2012 saw a lot of drama in the Queensryche camp but thankfully, that wasn’t the story back in 1986. Chris’ selection of a track from their Rage for Order album is a look back to a much happier and productive time for the Seattle-born band.
The Japanese metal band Loudness released their sixth studio album, Lightning Strikes, in 1986. Already a household name in Japan, this album helped bring the band more exposure in the American marketplace. With a slicker sound more akin to the glam rock that was dominating the charts at the time, Lightning Strikes received favorable reviews from critics while losing a bit of their hardcore fan base at the same time. Chris’ choice from the album has some blazing guitar work.

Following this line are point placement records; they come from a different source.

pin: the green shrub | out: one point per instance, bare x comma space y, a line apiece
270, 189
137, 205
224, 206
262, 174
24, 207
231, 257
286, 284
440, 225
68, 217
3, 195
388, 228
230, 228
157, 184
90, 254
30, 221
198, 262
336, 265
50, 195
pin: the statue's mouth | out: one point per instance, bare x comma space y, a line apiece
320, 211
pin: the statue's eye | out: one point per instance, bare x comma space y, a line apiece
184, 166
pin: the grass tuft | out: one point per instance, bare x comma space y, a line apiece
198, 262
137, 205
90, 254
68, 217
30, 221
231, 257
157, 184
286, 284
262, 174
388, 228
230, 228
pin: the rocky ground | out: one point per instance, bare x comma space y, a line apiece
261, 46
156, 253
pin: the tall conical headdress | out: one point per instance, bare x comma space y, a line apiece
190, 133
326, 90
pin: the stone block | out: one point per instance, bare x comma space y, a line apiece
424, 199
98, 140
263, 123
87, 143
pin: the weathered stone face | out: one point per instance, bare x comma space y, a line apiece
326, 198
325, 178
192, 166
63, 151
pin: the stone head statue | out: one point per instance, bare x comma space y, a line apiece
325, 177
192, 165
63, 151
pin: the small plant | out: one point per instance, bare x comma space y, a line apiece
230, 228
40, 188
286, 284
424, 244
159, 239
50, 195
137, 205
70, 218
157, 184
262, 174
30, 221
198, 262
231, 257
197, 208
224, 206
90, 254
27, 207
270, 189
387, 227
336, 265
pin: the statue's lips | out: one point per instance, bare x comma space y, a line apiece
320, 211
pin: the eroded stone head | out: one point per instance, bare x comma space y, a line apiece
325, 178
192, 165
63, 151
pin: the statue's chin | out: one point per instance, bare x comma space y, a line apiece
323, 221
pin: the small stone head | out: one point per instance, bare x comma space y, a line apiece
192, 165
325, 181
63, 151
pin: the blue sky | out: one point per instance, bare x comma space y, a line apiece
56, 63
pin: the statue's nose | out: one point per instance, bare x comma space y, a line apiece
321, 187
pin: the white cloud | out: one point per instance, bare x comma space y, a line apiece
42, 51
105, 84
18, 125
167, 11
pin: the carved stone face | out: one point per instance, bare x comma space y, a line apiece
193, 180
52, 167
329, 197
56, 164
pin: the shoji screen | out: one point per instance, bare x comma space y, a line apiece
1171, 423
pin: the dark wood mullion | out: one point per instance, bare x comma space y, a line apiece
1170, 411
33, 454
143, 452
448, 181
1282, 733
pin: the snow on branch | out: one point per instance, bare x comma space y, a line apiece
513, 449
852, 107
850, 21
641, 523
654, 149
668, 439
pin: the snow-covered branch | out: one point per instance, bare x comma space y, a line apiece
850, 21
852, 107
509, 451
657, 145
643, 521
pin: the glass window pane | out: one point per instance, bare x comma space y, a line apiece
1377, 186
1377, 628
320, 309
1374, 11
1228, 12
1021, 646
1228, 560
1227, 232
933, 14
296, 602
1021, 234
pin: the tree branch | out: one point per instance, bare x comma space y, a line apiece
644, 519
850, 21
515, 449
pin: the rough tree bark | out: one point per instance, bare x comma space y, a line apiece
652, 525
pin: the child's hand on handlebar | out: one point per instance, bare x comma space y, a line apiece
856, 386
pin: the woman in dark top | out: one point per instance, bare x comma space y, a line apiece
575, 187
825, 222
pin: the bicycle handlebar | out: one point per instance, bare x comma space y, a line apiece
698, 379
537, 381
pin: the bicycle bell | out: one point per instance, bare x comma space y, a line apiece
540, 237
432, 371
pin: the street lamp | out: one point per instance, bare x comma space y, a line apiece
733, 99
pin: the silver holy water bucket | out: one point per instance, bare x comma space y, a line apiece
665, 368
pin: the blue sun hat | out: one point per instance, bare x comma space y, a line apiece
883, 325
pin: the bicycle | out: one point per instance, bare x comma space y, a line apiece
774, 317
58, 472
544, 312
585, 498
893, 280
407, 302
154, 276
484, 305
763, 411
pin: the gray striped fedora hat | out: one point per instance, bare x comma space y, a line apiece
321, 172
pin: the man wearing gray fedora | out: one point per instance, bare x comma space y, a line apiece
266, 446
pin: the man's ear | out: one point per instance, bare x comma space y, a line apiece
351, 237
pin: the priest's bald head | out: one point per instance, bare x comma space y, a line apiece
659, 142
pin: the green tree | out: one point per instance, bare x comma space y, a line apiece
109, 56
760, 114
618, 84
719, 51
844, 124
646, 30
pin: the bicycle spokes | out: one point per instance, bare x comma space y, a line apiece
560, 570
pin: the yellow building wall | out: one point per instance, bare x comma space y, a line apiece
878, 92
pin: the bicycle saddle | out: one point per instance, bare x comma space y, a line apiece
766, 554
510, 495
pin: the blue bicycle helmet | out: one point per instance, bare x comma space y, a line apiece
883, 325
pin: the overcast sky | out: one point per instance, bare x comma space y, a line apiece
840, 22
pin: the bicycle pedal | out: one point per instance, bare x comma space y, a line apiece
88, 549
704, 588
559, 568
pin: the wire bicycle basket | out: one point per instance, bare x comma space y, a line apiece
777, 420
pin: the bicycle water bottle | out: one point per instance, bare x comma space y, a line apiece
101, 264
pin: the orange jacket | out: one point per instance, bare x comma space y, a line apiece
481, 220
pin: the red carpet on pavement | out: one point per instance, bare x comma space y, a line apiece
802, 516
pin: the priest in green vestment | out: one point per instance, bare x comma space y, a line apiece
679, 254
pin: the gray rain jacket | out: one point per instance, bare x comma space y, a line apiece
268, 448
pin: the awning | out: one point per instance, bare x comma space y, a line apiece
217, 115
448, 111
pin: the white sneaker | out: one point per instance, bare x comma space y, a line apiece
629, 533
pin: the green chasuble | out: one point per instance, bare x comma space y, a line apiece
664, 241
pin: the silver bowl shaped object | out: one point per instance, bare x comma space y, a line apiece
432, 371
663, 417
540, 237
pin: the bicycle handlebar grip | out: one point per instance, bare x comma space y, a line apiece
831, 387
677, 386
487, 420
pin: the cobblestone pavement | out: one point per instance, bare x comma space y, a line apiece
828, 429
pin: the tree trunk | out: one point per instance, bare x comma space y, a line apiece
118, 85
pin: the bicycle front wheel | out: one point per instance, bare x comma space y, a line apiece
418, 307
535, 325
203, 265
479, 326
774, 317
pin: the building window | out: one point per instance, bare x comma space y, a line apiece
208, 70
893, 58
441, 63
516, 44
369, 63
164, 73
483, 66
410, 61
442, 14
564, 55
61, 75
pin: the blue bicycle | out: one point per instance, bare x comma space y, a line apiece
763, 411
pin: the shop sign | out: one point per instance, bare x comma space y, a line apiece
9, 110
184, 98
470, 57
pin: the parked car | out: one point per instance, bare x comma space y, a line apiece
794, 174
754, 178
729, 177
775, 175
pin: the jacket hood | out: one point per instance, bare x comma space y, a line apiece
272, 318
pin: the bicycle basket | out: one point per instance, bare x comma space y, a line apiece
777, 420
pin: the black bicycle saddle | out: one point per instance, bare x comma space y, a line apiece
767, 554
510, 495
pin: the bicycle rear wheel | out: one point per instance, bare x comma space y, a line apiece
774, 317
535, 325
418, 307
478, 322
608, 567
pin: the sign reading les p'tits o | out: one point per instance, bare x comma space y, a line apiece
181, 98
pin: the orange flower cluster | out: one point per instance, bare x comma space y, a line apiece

The band that kicked off the Sunset Strip explosion a few years before was on there way out of fashion by 1986. Quiet Riot released QRIII to a disinterested public. Featuring no Slade cover songs, QRIII peaked at #31 on the Billboard charts and failed to reach Gold certification; quite a plunge from their multi-platinum status just a few years earlier. Chris’ choice from the album shows that the public may have missed out on a solid album.
We close things out with the other side of the Van Halen split with Aaron’s choice of a great track from David Lee Roth’s amazing Eat ‘Em & Smile album. Diamond Dave is in his full glory with an all-star band consisting of bassist Billy Sheehan, guitarist Steve Vai, and drummer Craig Bissonnette. What more could you ask for?